Engineering Contradictions & Design Principles
Engineering Contradiction Analysis
1Measurement precision
If conventional localization methods are used to determine sensor locations, then the computation is simpler, but the accuracy deteriorates due to unknown internal delays causing local minima
Solution Approach 1:
The patent performs preliminary estimation of internal delays and event times before final localization computation. This preliminary action separates the complex problem into manageable stages, where initial estimates are generated and then refined, avoiding direct confrontation with the full complexity of simultaneous unknowns.
Solution Approach 2:
The patent segments the localization problem into distinct computational stages: generating initial estimates, performing iterative approximation to find rank-3 approximation, and computing final locations. This segmentation breaks down the complex optimization problem into sequential steps that are easier to solve and converge reliably.
2Measurement precision
If iterative maximum-likelihood algorithms are used to minimize squared error criterion, then the localization accuracy improves, but the computation time increases due to convergence issues
Solution Approach 1:
The patent generates initial estimates for internal delays and event times before running the iterative maximum-likelihood algorithm.
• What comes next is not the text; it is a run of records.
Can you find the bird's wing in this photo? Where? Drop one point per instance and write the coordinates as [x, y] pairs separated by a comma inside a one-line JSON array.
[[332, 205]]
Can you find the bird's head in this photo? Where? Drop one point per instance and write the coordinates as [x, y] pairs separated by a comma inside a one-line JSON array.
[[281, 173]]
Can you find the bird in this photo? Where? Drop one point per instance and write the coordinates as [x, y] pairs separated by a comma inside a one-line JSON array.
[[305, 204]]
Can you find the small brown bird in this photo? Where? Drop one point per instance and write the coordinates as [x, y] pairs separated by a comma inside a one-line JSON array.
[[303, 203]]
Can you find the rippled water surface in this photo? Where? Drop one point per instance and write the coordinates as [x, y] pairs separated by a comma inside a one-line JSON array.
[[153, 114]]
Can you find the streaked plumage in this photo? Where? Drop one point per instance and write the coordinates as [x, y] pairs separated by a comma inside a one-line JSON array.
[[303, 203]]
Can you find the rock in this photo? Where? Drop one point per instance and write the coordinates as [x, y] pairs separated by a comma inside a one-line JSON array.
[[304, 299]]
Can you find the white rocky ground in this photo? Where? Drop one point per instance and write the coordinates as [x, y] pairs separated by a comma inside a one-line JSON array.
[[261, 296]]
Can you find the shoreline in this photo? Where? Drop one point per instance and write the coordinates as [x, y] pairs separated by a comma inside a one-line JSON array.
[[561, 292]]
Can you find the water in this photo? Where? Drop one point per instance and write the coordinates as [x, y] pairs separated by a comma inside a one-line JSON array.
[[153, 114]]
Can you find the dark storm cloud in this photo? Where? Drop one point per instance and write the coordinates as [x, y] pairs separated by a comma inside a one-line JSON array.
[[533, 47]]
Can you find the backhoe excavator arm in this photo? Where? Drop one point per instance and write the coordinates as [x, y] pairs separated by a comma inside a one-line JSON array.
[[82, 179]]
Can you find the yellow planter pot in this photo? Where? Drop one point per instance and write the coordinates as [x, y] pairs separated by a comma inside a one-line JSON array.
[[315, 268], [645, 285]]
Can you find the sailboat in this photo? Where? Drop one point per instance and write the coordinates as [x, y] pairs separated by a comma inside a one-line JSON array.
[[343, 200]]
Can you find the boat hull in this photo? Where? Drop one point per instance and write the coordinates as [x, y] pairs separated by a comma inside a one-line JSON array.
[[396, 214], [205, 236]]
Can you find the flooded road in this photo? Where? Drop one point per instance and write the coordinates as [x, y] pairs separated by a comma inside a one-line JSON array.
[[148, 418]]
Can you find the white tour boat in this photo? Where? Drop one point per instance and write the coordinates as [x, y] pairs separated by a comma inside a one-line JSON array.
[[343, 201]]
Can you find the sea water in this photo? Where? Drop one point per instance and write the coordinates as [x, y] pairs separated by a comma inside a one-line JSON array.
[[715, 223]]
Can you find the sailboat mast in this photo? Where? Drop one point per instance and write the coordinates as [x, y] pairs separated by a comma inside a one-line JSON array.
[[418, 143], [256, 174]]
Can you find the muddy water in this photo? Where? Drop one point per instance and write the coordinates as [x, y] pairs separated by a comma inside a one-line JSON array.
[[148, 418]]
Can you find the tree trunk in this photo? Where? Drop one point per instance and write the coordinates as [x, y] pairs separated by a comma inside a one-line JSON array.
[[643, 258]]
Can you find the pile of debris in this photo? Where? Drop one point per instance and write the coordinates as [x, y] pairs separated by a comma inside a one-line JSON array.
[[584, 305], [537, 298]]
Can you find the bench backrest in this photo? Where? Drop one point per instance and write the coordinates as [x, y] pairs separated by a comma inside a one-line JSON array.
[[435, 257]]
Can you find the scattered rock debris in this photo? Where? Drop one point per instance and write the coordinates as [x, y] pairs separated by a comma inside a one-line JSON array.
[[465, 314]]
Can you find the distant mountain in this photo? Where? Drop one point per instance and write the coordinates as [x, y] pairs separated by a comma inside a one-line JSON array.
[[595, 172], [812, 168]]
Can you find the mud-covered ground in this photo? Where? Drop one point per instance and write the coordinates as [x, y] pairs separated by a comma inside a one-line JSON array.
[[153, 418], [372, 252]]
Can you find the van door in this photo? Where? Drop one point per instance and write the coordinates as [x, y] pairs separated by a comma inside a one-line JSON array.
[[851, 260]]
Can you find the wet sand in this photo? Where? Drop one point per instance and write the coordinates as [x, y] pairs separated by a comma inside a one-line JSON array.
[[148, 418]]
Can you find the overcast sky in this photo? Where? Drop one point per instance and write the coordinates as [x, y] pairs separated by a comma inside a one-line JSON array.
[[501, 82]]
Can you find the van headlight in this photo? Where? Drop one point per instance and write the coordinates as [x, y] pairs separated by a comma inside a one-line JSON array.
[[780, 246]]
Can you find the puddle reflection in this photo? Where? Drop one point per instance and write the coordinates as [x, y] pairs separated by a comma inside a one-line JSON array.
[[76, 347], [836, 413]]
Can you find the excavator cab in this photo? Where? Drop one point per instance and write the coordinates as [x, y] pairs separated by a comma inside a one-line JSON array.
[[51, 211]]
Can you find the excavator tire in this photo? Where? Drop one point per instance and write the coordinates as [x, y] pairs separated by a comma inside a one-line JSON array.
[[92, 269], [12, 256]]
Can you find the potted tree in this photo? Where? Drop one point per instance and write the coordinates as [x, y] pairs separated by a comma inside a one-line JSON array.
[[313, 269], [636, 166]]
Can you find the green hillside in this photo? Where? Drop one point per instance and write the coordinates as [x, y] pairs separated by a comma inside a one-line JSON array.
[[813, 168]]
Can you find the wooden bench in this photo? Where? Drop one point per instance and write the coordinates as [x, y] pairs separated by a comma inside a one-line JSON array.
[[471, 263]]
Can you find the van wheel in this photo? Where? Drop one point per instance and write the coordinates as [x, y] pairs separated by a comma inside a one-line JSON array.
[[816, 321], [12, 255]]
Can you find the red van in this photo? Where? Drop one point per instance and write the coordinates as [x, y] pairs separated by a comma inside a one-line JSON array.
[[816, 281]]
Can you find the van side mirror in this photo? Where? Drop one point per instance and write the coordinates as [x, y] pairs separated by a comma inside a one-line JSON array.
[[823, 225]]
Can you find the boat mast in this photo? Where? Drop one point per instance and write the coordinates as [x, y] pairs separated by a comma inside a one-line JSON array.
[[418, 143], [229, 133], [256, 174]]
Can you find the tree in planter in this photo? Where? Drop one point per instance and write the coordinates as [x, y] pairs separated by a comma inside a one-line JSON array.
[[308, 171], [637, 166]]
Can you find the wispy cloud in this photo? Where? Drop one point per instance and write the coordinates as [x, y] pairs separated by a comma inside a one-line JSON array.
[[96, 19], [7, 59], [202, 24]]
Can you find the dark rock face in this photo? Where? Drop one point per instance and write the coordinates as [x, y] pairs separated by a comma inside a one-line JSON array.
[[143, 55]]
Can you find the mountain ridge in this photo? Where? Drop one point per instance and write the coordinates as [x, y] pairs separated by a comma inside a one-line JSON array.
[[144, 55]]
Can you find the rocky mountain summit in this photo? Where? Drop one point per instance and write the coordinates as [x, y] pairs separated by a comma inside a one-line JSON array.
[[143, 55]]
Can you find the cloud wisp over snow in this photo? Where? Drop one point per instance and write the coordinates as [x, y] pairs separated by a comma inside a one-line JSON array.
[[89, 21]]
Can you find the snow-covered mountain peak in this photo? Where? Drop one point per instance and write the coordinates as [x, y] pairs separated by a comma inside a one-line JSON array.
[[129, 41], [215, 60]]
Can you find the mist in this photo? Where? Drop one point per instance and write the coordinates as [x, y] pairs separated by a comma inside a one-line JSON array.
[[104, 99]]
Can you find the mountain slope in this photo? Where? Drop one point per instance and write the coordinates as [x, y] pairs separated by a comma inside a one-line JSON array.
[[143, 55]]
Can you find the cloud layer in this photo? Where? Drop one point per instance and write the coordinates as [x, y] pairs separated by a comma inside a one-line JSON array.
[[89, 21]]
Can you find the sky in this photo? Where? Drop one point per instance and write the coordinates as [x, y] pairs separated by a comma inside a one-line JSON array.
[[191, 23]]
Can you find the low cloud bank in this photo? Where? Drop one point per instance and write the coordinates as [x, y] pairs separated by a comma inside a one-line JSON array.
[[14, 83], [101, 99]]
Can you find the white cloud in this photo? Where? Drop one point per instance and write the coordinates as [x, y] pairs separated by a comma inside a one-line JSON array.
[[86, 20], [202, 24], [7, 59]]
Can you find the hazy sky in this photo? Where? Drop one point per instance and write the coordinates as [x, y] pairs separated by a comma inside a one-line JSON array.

This preliminary action provides a better starting point for the iterative optimization, reducing the number of iterations needed to converge and thus decreasing computation time while maintaining accuracy.
Solution Approach 2:
The patent uses an iterative approximation algorithm that incorporates feedback from previous iterations to refine estimates of internal delays and event times. This feedback mechanism allows the system to converge to the global solution more efficiently by learning from each iteration and adjusting parameters accordingly.
3Productivity
If unknown internal delays are not considered in the localization model, then the computation is faster, but the reliability deteriorates due to systematic errors
Solution Approach 1:
The patent enables the system to self-determine internal delays and event times through the iterative approximation algorithm. Instead of requiring external calibration or known reference values, the system automatically estimates these parameters from the observed acoustic events, ensuring reliability without sacrificing computation speed.
Solution Approach 2:
The patent changes the approach from assuming known or zero internal delays to dynamically estimating these parameters as unknowns. By treating internal delays as variables to be solved for rather than fixed constants, the system achieves both reliability through accurate modeling and computational efficiency through rank-3 approximation.
Data Source
AI summary
Provided are methods and systems for finding the location of sensors (e.g., microphones) with unknown internal delays based on a set of events (e.g., acoustic events) with unknown event time. A localization algorithm may iteratively run to compute the acoustic event times, the observation delays, and the relative locations of the events and the sensors.